The Bunce Fault and Strain Partitioning in the Northern Lesser Antilles
|Author(s)||Laurencin M.1, Marcaillou B.2, Graindorge David1, Lebrun J.‐f.3, Klingelhoefer Frauke4, Boucard M.3, Laigle M.2, Lallemand S.5, Schenini L.2|
|Affiliation(s)||1 : Laboratoire Géosciences Océan, UMR6538 CNRS‐UBO‐UBS, Université Bretagne Pays de Loire (UBL), Brest, Institut Universitaire Européen de la Mer Plouzané France
2 : Université Côte d'Azur, CNRS, Observatoire de la Côte d'Azur, IRD, Géoazur Valbonne France
3 : Géosciences Montpellier, UMR5243, Université des Antilles, CNRS, Université de Montpellier Montpellier France
4 : Géosciences Marines, Ifremer, ZI de la Pointe de Diable Plouzané France
5 : Géosciences Montpellier, CNRS, Université de Montpellier, Université des Antilles Montpellier France
|Source||Geophysical Research Letters (0094-8276) (American Geophysical Union (AGU)), 2019-08 , Vol. 46 , N. 16 , P. 9573-9582|
Strain partitioning related to oblique plate convergence has long been debated in Northern Lesser Antilles. Geophysical data acquired during the ANTITHESIS cruises highlight that the sinistral strike‐slip Bunce Fault develops along the vertical, long, and linear discontinuity between the sedimentary wedge and a more rigid backstop. The narrowness of the 20‐ to 30‐km‐wide accretionary wedge and its continuity over ~850 km is remarkable.
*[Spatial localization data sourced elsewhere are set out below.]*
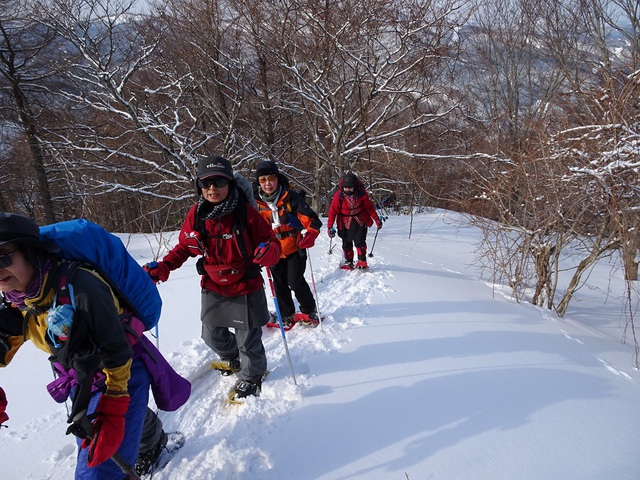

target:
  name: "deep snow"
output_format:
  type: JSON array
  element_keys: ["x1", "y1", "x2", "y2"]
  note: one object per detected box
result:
[{"x1": 1, "y1": 210, "x2": 639, "y2": 479}]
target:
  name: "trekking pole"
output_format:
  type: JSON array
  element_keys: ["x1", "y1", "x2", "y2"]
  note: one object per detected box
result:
[
  {"x1": 265, "y1": 268, "x2": 298, "y2": 385},
  {"x1": 368, "y1": 227, "x2": 380, "y2": 258},
  {"x1": 305, "y1": 249, "x2": 323, "y2": 332},
  {"x1": 112, "y1": 453, "x2": 142, "y2": 480},
  {"x1": 328, "y1": 236, "x2": 334, "y2": 254}
]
The Bunce Fault extends as far south as 18.5°N where it anastomoses within the accretionary prism where the sharp increase in convergence obliquity possibly acts as a mechanical threshold. Surface traces related to subducting seamounts suggest that 80% of the lateral component of the convergent motion is taken up by internal deformation within the accretionary prism and by the Bunce Fault. The absence of crustal‐scale, long‐term tectonic system south of the Anegada Passage casts doubt upon the degree of strain partitioning in the Northern Lesser Antilles.
Plain Language Summary
Lithospheric plates are frequently bounded by subduction zones where oceanic plates underthrust overriding plates. In most cases, this convergence is oblique to the margin, its resulting tectonic deformation is generally due to margin‐normal and margin‐parallel components of the plate convergence vector. At the Northern Lesser Antilles, the North American Plate subducts beneath the Caribbean Plate with oblique convergence increasing from Guadeloupe to Virgin Islands. This study aims to analyze and resolve the tectonic deformation along this margin. We acquired marine geophysical data during ANTITHESIS cruises (2014–2016) to image the seafloor and the crustal structure. We place a particular emphasis on the strike‐slip Bunce Fault, which extends over ~850 km, including a newly discovered 350‐km segment, 20–30 km landward from the trench. Although long strike‐slip faults have already been observed at oblique subduction zones, the proximity of the Bunce Fault to the trench is unprecedented. We conclude that the mechanical discontinuity between the sedimentary wedge and a more rigid backstop and the sharp increase in obliquity is likely to control the location of the trench‐parallel, strike‐slip deformation north of the Anegada Passage when strain partitioning to the south may be small or taken up in more diffuse pattern.